Small organizations do not fail 7.1 because leadership refuses to fund security — they fail because nobody ever counted. List the ISMS calendar for a year, multiply by honest hours, and compare against the capacity actually freed up; that one-page arithmetic is the determination the clause asks for, and it usually wins the argument it documents. And remember that provision does not mean expensive: built-in cloud security features, open-source scanners, and a disciplined spreadsheet are perfectly acceptable evidence when they genuinely cover the need.

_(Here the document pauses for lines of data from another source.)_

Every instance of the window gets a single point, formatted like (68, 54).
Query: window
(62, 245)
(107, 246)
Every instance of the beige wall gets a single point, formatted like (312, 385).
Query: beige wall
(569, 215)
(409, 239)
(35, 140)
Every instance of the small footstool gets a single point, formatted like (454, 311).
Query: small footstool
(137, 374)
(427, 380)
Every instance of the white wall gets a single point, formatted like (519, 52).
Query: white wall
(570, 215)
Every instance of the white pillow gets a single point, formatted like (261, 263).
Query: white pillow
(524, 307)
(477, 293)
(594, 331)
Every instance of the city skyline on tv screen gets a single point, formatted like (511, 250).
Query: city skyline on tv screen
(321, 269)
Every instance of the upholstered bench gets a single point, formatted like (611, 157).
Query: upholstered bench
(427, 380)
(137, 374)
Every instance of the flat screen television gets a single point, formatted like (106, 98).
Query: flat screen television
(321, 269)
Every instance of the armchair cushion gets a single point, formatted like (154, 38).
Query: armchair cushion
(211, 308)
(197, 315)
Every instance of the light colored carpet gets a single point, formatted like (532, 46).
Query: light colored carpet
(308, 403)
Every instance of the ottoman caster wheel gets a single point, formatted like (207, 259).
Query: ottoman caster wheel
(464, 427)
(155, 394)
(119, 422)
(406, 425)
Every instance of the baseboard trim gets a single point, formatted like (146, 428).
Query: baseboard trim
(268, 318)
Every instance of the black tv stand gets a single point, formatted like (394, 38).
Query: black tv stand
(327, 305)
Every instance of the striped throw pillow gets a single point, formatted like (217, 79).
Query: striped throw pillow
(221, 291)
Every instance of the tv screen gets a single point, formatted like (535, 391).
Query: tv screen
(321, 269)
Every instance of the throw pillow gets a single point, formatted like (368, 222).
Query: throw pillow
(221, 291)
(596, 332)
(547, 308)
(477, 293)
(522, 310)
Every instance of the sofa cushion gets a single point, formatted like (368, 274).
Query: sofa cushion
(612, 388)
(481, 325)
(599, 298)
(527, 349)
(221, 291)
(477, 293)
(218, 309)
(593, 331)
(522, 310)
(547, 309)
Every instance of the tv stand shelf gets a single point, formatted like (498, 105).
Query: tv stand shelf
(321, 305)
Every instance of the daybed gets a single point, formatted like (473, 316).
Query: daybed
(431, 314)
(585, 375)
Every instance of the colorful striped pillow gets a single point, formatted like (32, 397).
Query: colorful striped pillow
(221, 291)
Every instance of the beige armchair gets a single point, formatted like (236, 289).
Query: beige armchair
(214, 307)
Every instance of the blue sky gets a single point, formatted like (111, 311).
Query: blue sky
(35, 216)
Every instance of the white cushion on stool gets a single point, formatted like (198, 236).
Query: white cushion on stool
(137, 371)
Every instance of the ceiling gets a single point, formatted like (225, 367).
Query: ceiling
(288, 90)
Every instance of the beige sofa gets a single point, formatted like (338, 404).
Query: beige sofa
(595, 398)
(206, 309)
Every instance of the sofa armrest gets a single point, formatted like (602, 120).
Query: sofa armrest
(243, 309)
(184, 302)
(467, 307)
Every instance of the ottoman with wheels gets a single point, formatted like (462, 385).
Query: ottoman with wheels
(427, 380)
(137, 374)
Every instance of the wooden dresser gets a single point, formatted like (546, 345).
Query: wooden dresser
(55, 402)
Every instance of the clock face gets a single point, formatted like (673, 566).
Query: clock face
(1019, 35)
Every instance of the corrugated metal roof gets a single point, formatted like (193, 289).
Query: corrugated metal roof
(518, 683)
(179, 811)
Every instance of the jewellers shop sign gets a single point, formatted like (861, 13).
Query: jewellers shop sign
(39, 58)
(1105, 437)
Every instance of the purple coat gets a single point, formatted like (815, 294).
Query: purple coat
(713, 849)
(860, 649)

Common Challenges & Solutions
Challenge
ISMS responsibilities are assigned on top of full-time jobs with no capacity actually freed.
Solution
Quantify the hours the assigned duties need and present the overload explicitly: either capacity is reallocated, the duties are reduced, or leadership signs off on the gap as an accepted risk. The unworkable middle — duties assigned, hours unavailable, nobody told — is where audit findings incubate.
Challenge
There is no security budget line, so every tool or training request becomes an ad hoc negotiation.
Solution
Propose a small annual ISMS budget tied line-by-line to the risk treatment plan and objectives. Even a modest dedicated line changes the dynamic: requests become draw-downs against an approved plan instead of fresh battles, and the approval itself becomes 7.1 evidence.
Challenge
Corrective actions and audits chronically run late, and the lateness is blamed on individuals.
Solution
Present overdue-action aging and schedule slippage as resourcing metrics in management review, trended over time. Reframing the conversation from "people are slow" to "the system is under-provisioned" is usually what unlocks the staffing or de-scoping decision.
Challenge
Tool gaps are covered by manual heroics — log reviews in spreadsheets, access reviews by hand across dozens of systems.
Solution
Cost the heroics honestly in hours per cycle and compare against the tooling category that automates them (log platform, identity governance, GRC tracker). Automation is a resource multiplier; presenting it that way converts a tooling request into a resourcing decision leadership can actually evaluate.
Challenge
The whole ISMS lives in one person's head, and the organization is one resignation away from losing it.
Solution
Name and train a deputy for the critical ISMS duties, document the operating procedures that currently exist only as habit, and consider an external retainer as a backstop. Spreading the load is far cheaper than rebuilding the system from scratch after a departure.